The teams were never operational, according to the CIA. Agency Director Leon Panetta told the House and Senate Intelligence Committees about it June 24, a day after he both learned of the effort and canceled it.

The House Intelligence Committee has launched a full investigation of the program and the CIA's history of congressional notification.

"What I am finding in my six months in the job is that there a lot of legacy issues that we have to work our way through as we establish a relationship with Congress," Blair said. "I have been very clear that we will be on the side of telling them about things."

On the subject of cyberattacks, Blair said the attackers covered their tracks by temporarily hijacking a network of computers, which were used to spawn the cyber offensive. The U.S. is working with other countries to identify the perpetrators.

The South Korean government says it has evidence of North Korean involvement but has not yet assigned blame.

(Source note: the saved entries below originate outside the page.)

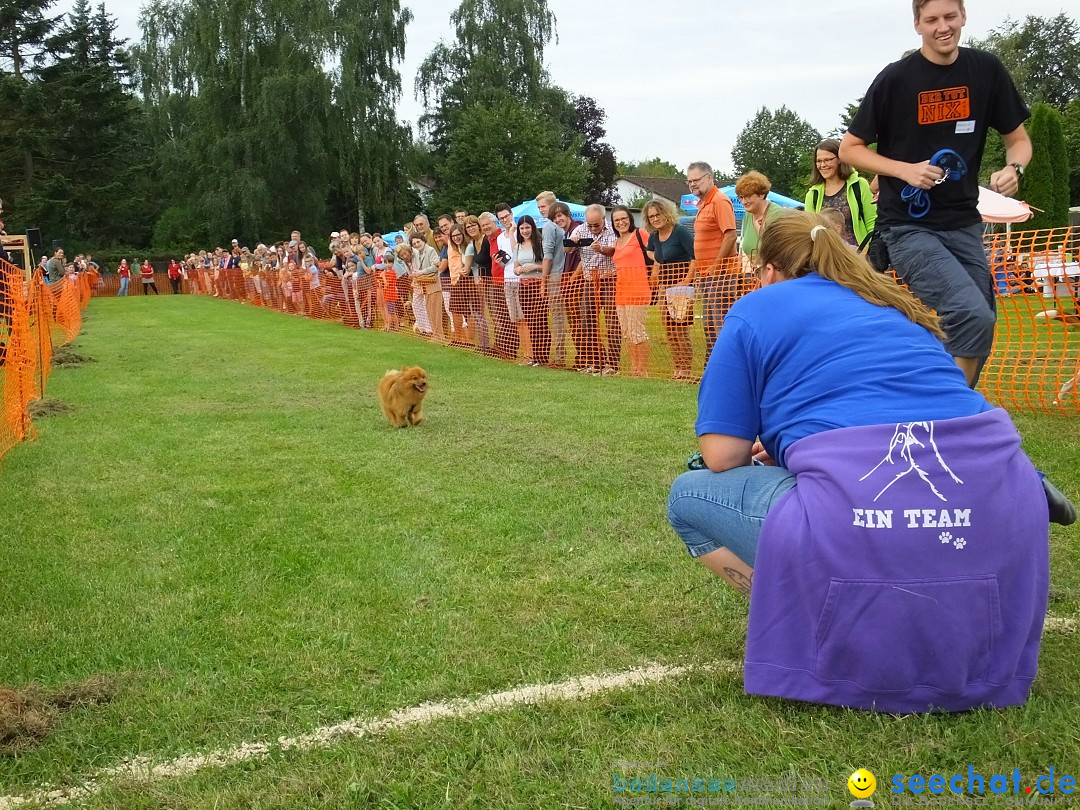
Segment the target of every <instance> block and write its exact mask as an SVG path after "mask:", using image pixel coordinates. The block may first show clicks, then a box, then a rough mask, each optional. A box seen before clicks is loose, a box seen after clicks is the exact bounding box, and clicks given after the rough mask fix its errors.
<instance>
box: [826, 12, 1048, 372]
mask: <svg viewBox="0 0 1080 810" xmlns="http://www.w3.org/2000/svg"><path fill="white" fill-rule="evenodd" d="M912 5H913V10H914V12H915V30H916V31H917V32H918V33H919V36H920V37H921V38H922V45H921V48H920V49H919V50H918V51H914V52H912V53H910V54H909V55H907V56H905V57H903V58H902V59H900V60H899V62H894V63H893V64H891V65H889V66H888V67H886V68H885V69H883V70H882V71H881V72H880V73H878V76H877V78H876V79H875V80H874V82H873V83H872V84H870V87H869V90H868V91H866V95H865V96H864V97H863V102H862V104H861V105H860V107H859V112H856V113H855V117H854V119H852V121H851V125H850V127H849V129H848V133H847V134H846V135H845V136H843V140H842V141H841V144H840V156H839V157H840V159H841V160H843V161H845V162H847V163H850V164H852V165H854V166H859V167H861V168H865V170H867V171H869V172H876V173H877V174H878V176H879V179H880V183H881V193H880V197H879V200H878V230H879V232H880V234H881V239H882V240H883V241H885V245H886V246H887V247H888V248H889V257H890V259H891V261H892V267H893V268H894V269H895V271H896V273H897V275H899V276H900V279H901V280H902V281H903V282H904V283H905V284H906V285H907V286H908V288H910V291H912V292H913V293H914V294H915V295H916V296H917V297H918V298H919V299H920V300H921V301H923V302H924V303H926V305H927V306H928V307H930V308H931V309H933V310H935V311H936V312H937V313H939V314H940V315H941V318H942V324H943V326H944V328H945V348H946V349H947V350H948V352H949V354H951V355H953V356H954V357H955V359H956V362H957V365H959V366H960V367H961V368H962V369H963V373H964V375H966V376H967V378H968V383H969V384H970V386H972V387H974V386H975V383H976V382H977V381H978V375H980V373H981V372H982V368H983V365H984V364H985V363H986V360H987V357H988V356H989V354H990V349H991V347H993V345H994V324H995V321H996V301H995V299H994V281H993V278H991V274H990V269H989V265H988V264H987V260H986V251H985V249H984V246H983V226H982V217H981V216H980V214H978V208H977V207H976V206H977V203H978V175H980V170H981V165H980V164H981V162H982V157H983V144H984V141H985V139H986V133H987V131H988V129H989V127H991V126H993V127H994V129H995V130H997V131H998V132H999V133H1001V139H1002V141H1003V143H1004V147H1005V166H1004V168H1001V170H999V171H997V172H995V173H994V174H993V175H990V188H991V189H993V190H994V191H997V192H999V193H1002V194H1005V195H1007V197H1011V195H1012V194H1014V193H1016V189H1017V187H1018V184H1020V178H1021V176H1022V175H1023V174H1024V166H1026V165H1027V163H1028V162H1029V161H1030V160H1031V140H1030V138H1029V137H1028V135H1027V131H1026V130H1025V129H1024V121H1025V120H1027V118H1028V116H1029V114H1030V113H1029V112H1028V109H1027V107H1026V106H1025V105H1024V102H1023V99H1022V98H1021V97H1020V94H1018V93H1017V92H1016V87H1015V85H1014V84H1013V81H1012V79H1011V78H1010V77H1009V73H1008V71H1007V70H1005V68H1004V65H1002V64H1001V60H1000V59H999V58H998V57H997V56H995V55H994V54H990V53H986V52H984V51H976V50H974V49H970V48H960V44H959V42H960V32H961V29H962V28H963V26H964V24H966V23H967V15H966V13H964V10H963V2H962V1H961V0H914V2H913V4H912ZM870 144H877V151H873V150H870V149H869V145H870Z"/></svg>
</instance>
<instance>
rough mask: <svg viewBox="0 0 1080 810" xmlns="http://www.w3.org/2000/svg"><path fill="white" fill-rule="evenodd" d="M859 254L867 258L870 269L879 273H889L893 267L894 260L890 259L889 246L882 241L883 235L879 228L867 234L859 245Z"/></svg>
mask: <svg viewBox="0 0 1080 810" xmlns="http://www.w3.org/2000/svg"><path fill="white" fill-rule="evenodd" d="M859 252H860V253H861V254H863V255H864V256H865V257H866V260H867V261H868V262H869V265H870V267H873V268H874V269H875V270H877V271H878V272H879V273H883V272H887V271H888V270H889V268H890V267H891V266H892V260H891V259H890V258H889V246H888V245H887V244H886V243H885V240H883V239H881V234H880V233H879V232H878V229H877V228H875V229H874V230H872V231H870V232H869V233H867V234H866V237H865V238H864V239H863V241H862V242H861V243H860V244H859Z"/></svg>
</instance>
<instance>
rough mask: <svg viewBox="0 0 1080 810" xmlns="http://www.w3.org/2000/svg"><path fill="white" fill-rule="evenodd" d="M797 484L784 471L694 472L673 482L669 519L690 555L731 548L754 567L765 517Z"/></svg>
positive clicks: (667, 515)
mask: <svg viewBox="0 0 1080 810" xmlns="http://www.w3.org/2000/svg"><path fill="white" fill-rule="evenodd" d="M794 486H795V476H794V475H792V473H789V472H788V471H787V470H785V469H784V468H782V467H757V465H755V467H737V468H734V469H731V470H725V471H724V472H721V473H714V472H713V471H712V470H691V471H690V472H685V473H683V474H681V475H679V476H678V477H677V478H675V483H674V484H672V492H671V496H670V497H669V498H667V519H669V521H670V522H671V525H672V528H674V529H675V531H676V534H678V536H679V537H680V538H681V539H683V542H685V543H686V548H687V551H689V552H690V556H692V557H699V556H701V555H702V554H707V553H708V552H711V551H716V550H717V549H728V550H729V551H730V552H731V553H733V554H734V555H735V556H737V557H739V558H740V559H741V561H742V562H744V563H745V564H746V565H748V566H751V567H752V568H753V567H754V559H755V557H756V556H757V539H758V537H759V536H760V534H761V524H762V523H765V516H766V515H767V514H769V510H770V509H772V504H773V503H775V502H777V501H778V500H780V497H781V496H782V495H784V492H786V491H787V490H788V489H791V488H792V487H794Z"/></svg>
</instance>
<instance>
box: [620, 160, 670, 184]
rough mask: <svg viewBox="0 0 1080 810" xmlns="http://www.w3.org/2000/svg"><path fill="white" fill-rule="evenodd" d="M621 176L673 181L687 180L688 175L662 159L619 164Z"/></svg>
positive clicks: (647, 160)
mask: <svg viewBox="0 0 1080 810" xmlns="http://www.w3.org/2000/svg"><path fill="white" fill-rule="evenodd" d="M619 174H620V175H622V176H624V177H663V178H666V179H671V180H685V179H686V175H685V174H683V172H681V171H680V170H679V168H678V166H676V165H675V164H674V163H671V162H669V161H666V160H663V159H662V158H659V157H658V158H649V159H648V160H643V161H637V162H636V163H635V162H630V163H619Z"/></svg>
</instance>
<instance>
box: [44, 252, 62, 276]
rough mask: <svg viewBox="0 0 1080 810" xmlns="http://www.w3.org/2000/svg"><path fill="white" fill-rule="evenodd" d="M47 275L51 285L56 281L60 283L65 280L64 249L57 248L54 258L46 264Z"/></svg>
mask: <svg viewBox="0 0 1080 810" xmlns="http://www.w3.org/2000/svg"><path fill="white" fill-rule="evenodd" d="M45 273H46V275H48V276H49V283H50V284H52V283H53V282H55V281H59V280H60V279H63V278H64V248H63V247H57V248H56V251H55V252H54V253H53V257H52V258H51V259H49V261H46V262H45Z"/></svg>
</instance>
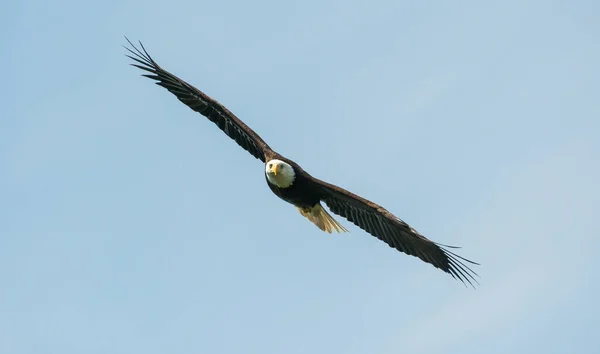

The attacks, in which hundreds of computers tried to connect to a single Web site at the same time to overwhelm the server, caused outages on prominent government-run sites in both the United States and South Korea.

Blair said the attack was relatively unsophisticated.

He said that the Internet in the United States is not as vulnerable to cyberattacks as in some other countries. But he warned that hard work is needed or it could become more vulnerable.

"I don't believe the United States is at risk right now in the way that we have seen countries like Georgia and Estonia," Blair said, referring to two countries temporarily paralyzed by large-scale cyberattacks. "Our infrastructure is too big and too complex and we have practice dealing all the time with a serious number of attacks and other obstacles."

He said the U.S. government quickly spread the word to other agencies about vulnerabilities the July 4 attack exploited so that those holes could be patched. Word of the cyberattacks did not reach the public for several days.

Blair also defended the Obama administration's decision to delay for another six months decisions about what to do with the remaining prisoners at Guantanamo and whether there will be new rules for U.S. interrogators.

"Although no one likes to miss a deadline, looking at it from the inside, it's really a mark of the seriousness with which we are taking it and really taking the time to get the answer right," Blair said.

Asked about his use of private contractors in intelligence work, Blair said about 25 percent of the roughly 100,000 employees in intelligence agencies are private contractors. The use of private contractors to do intelligence work — particularly interrogations in the first few years after the Sept. 11 terrorist attacks — has been questioned on Capitol Hill.

According to the Senate Intelligence Committee's 2010 authorization bill, contract personnel made up 29 percent of the total intelligence workforce in 2008 yet represented 49 percent of the total personnel budget.

"We had more money and missions than we had people to carry them out," Blair said.

Blair said contractors are useful for temporary missions, but inherently governmental duties should remain with federal employees. He said his office is in the process of converting many contract jobs to governmental positions. He did not specify how many.